日本の沈着冷静さがうらやましくもあるが、それは良いことばかりではない。あいまいにやり過ごしたせいで、事態が長期化する結果を招いたからだ。東京電力が事実を隠蔽(いんぺい)する態度を改めないのもそのせいだ。日本政府は2年間、事故収拾を放置したまま、高みの見物を決め込んでいる。その結果、いまだに放射能問題を解決できず、周辺国に迷惑をかけている。
日本人だって不安でないはずはない。しかし、どうせ国を離れるわけにはいかないのだから、耐え忍んだほうが賢明だという判断であるはずだ。

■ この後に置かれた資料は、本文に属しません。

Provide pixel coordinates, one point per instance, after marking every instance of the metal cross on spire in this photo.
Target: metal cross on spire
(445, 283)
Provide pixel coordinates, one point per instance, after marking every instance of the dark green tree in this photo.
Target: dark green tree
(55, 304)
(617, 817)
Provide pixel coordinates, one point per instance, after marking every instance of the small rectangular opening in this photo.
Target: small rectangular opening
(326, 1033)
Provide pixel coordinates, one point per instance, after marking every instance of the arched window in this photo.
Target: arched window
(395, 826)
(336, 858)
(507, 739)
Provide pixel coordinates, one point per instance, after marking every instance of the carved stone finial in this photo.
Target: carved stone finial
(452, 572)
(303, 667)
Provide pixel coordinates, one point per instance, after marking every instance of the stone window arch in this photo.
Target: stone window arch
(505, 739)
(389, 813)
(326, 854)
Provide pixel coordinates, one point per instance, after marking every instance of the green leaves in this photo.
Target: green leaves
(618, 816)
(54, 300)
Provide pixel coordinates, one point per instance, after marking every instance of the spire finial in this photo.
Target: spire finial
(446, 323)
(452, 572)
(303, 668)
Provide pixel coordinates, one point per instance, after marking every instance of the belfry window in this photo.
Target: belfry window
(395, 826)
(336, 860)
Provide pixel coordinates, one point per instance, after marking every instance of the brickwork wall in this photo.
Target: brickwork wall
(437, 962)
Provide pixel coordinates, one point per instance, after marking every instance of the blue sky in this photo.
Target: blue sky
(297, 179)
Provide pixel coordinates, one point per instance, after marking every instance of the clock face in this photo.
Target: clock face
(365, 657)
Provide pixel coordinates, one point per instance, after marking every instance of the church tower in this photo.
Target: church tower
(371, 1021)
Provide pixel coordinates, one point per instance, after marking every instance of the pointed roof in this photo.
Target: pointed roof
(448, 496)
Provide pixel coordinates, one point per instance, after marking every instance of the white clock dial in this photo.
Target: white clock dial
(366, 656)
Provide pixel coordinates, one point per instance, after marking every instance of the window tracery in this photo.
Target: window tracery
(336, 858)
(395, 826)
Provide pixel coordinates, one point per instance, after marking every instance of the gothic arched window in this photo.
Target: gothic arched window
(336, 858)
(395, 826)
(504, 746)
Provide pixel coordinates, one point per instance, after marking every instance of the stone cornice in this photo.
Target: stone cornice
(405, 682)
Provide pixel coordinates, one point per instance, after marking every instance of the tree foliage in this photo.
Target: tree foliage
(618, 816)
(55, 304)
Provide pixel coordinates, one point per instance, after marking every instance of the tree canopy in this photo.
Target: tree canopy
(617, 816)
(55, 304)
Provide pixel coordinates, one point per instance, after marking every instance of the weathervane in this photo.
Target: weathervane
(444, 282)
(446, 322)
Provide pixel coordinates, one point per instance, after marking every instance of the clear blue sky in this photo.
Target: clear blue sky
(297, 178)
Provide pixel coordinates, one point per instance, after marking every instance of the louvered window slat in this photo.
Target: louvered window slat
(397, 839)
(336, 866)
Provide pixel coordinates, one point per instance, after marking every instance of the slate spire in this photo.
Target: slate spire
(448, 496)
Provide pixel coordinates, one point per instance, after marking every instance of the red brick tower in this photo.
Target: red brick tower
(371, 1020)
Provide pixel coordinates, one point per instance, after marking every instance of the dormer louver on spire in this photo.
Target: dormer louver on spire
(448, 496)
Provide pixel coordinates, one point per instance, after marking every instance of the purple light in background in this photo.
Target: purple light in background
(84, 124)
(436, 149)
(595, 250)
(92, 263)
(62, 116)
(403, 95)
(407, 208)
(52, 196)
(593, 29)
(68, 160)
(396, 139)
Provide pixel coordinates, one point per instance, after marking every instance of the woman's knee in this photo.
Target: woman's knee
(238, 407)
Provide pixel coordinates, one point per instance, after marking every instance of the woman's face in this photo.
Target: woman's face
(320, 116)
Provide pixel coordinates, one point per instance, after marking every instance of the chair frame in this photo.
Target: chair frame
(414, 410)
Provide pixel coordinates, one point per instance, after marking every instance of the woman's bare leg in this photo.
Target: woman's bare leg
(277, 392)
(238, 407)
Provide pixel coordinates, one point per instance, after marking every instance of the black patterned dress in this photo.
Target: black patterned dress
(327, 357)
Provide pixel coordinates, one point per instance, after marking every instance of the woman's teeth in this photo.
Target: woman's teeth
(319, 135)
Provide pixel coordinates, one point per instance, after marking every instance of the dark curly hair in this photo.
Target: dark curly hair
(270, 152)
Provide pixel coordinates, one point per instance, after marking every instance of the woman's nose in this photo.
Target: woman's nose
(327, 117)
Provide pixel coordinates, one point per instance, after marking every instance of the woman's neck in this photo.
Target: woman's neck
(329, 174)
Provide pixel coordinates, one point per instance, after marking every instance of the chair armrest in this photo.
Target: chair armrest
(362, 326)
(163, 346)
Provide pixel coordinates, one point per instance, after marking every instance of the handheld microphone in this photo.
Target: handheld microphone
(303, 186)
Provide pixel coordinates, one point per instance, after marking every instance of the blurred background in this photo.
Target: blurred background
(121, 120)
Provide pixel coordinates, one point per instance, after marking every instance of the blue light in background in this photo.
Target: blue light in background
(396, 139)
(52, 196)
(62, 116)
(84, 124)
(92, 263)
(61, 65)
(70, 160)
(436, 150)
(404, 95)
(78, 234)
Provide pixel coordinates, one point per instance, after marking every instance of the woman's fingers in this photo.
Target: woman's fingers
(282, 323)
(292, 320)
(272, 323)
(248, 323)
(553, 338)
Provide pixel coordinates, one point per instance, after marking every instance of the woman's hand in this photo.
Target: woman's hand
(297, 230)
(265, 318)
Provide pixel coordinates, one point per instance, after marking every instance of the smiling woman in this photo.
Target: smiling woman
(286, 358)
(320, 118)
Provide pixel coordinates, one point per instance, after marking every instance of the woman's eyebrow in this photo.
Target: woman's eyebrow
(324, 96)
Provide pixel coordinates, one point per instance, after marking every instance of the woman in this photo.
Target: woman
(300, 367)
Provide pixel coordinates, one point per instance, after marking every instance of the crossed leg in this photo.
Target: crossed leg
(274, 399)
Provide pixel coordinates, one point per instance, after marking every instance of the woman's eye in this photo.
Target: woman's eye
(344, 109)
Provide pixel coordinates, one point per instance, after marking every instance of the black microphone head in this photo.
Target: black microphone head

今の日本社会では、放射能の恐怖について言及することがタブーになっている。日本のメディアもほとんど報道しない。放射能の話を切り出せば、国益に不利だという日本特有の自主規制システムが作動するのだ。
数日前、韓国の尹珍淑(ユン・ジンスク)海洋水産部長官が記者団との昼食会で、日本を「不道徳な坊やたち」と呼んだ。放射能に関する資料を適切に提供しない日本を批判したものだ。その言葉は正しい。周辺国を不安に陥れておいて、十分な説明をしようとしない日本政府はそれこそ無責任だ。
ところが、尹長官は言ってはならないことまで言ってしまった。韓国の食品医薬品安全処が「データ(放射能測定値)に問題がないのに、(日本産水産物に対する輸入禁止措置を)どうするのか」との立場を示したと漏らしたのだった。日本を「坊や」呼ばわりする外交には不適切な表現まで使った。昼食の席でのやりとりだが、大部分の韓国メディアはそれをそのまま報道した。日本のメディアだったならば、きっと報じなかっただろう。
どちらが正しいのかは分からない。冷静な日本と直情的な韓国は、火星人と金星人ほどの違いがありそうだ。その中間程度ならばちょうど良いのにと思う。韓国は興奮し過ぎで、日本はあまりに静か過ぎる。